Which way to optimize is correct?

I have confusions about the autograd of a customed network. Here are two examples:

Example 1

class Net(nn.Module):
    def __init__(self):
        super(Net, self).__init__()
        self.linear1 = nn.Linear(5, 10)
        self.linear2 = nn.Linear(10, 5)

    def forward(self, x):
        x = self.linear1(x)
        x = self.linear2(x)
        return x

net = Net()
net1. net = net
net1.fc = nn.Linear(5,10)

Then it’s optimize func. Both net1. net and net1.fc will be sent as the params.

Example 2

class Net(nn.Module):
    def __init__(self):
        super(Net, self).__init__()
        self.linear1 = nn.Linear(5, 10)
        self.linear2 = nn.Linear(10, 5)
        self.fc = nn.Linear(5,10)

    def forward(self, x):
        x = self.linear1(x)
        x = self.linear2(x)
        x = self.fc(x)
        return x

net = Net()

Then it’s optimize func.

Which way is correct? It seems if you don’t write the module in the forward func, you will have a wrong gradient.

In the first example your definition of net1 is missing.
It could probably look like this:

class Net1(nn.Module):
    def __init__(self):
        super(Net1, self).__init__()
        self.net = nn.Linear(5, 5)
        self.fc = nn.Linear(5, 10)

    def forward(self, x):
        x = self.net(x)
        x = self.fc(x)
        return x

If this is the case, both models will work just fine.
Your first example looks more like a pre-trained model, where you would like to change the last linear layer to match your number of classes.
The second example is just a vanilla model.

As a small side note: you are missing the non-linearities. In PyTorch the layers do not include any activation functions, so that you would have to add them to your models.

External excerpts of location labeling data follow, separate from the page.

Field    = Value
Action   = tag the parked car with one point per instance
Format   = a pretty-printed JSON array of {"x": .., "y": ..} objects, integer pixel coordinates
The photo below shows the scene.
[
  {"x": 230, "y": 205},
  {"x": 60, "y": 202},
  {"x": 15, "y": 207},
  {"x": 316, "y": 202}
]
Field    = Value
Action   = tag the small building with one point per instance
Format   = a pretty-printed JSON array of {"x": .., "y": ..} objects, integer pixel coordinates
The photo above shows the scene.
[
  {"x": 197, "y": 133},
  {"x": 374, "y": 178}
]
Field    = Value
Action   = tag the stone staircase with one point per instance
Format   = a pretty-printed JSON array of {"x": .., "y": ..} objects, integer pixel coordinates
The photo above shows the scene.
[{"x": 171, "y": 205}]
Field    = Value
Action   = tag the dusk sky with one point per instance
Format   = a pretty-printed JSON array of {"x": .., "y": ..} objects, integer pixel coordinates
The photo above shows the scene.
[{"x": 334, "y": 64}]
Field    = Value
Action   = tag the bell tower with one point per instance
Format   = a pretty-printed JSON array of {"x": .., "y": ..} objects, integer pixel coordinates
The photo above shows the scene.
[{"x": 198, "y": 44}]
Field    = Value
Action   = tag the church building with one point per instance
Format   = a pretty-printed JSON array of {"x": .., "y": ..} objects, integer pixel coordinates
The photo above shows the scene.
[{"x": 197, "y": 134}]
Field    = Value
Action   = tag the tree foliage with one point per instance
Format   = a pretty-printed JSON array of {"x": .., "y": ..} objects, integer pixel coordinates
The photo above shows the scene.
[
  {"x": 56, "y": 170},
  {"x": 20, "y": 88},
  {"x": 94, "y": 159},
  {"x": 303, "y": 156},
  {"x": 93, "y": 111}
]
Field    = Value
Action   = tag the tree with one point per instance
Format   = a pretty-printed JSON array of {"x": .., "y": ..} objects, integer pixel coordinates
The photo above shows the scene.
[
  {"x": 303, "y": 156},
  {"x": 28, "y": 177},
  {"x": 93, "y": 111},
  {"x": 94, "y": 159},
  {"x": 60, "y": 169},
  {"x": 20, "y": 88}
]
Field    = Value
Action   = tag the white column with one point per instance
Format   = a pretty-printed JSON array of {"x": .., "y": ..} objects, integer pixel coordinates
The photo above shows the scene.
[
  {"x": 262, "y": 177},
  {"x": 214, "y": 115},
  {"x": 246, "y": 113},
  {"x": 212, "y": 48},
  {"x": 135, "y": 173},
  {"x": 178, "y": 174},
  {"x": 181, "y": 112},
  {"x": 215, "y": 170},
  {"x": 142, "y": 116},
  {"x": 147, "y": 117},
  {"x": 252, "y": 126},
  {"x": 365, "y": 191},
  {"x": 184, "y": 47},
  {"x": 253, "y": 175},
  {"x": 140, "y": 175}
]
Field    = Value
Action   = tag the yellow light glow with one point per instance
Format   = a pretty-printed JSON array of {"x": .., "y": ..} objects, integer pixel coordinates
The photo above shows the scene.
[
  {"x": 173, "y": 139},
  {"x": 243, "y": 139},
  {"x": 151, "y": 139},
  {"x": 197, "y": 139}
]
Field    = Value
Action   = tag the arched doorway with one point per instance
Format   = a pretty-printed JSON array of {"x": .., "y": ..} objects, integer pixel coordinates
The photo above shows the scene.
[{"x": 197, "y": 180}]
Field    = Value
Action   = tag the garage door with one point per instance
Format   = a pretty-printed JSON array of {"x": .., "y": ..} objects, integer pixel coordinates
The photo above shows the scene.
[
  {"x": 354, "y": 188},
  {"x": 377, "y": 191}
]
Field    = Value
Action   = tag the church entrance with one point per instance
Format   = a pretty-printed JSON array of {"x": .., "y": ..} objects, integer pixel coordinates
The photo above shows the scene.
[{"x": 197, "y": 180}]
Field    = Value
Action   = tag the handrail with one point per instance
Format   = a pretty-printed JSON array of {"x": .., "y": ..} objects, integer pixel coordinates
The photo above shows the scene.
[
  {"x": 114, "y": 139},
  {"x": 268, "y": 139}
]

@ptrblck Yes, I just want to use a pretrained model, and replace its final layers with my defined layer. My question is if I modify this model out of the model class (such as Example 1), then the output is calculated as:

output = net1.fc(net1(input))

However, the fc layer is not in the forward function. Will this influence the backward function?

If you are modifying a pre-trained model using model.fc = ..., then this layer should be in the forward method.
Could you post the model definition or a link to it?

@ptrblck This is the model using pretained AlexNet. I just tried to reimplement the network in this figure:
Deep Domain Confusion

class AlexNetFc(nn.Module):

    def __init__(self, pretrained=False, num_classes=1000):
        super(AlexNetFc, self).__init__()
        model_alexnet = alexnet(pretrained=pretrained)
        self.features = model_alexnet.features
        self.classifier = nn.Sequential()
        for i in range(6):
            self.classifier.add_module("classifier" + str(i), model_alexnet.classifier[i])
        self.__in_features = model_alexnet.classifier[6].in_features
        self.nfc = nn.Linear(4096, num_classes)

    def forward(self, x, y):
        x = self.features(x)
        y = self.features(y)
        dist = distance_function(x,y)
        x = x.view(x.size(0), 256 * 6 * 6)
        x = self.classifier(x)
        x = self.nfc(x)
        y = y.view(x.size(0), 256 * 6 * 6)
        y = self.classifier(y)
        y = self.nfc(y)
        return x,y,dist

    def output_num(self):
        return self.__in_features

    def distance_function(x,y):
        return some distance such as Euclidean distance

The code looks good.
From your image you’ve provided it looks like the model is shared, so it should work in this way.

Thank you! I just want to know if it is correct if I moved the distance_function out of the model class, and use the model as Example 1. I get really confused about this.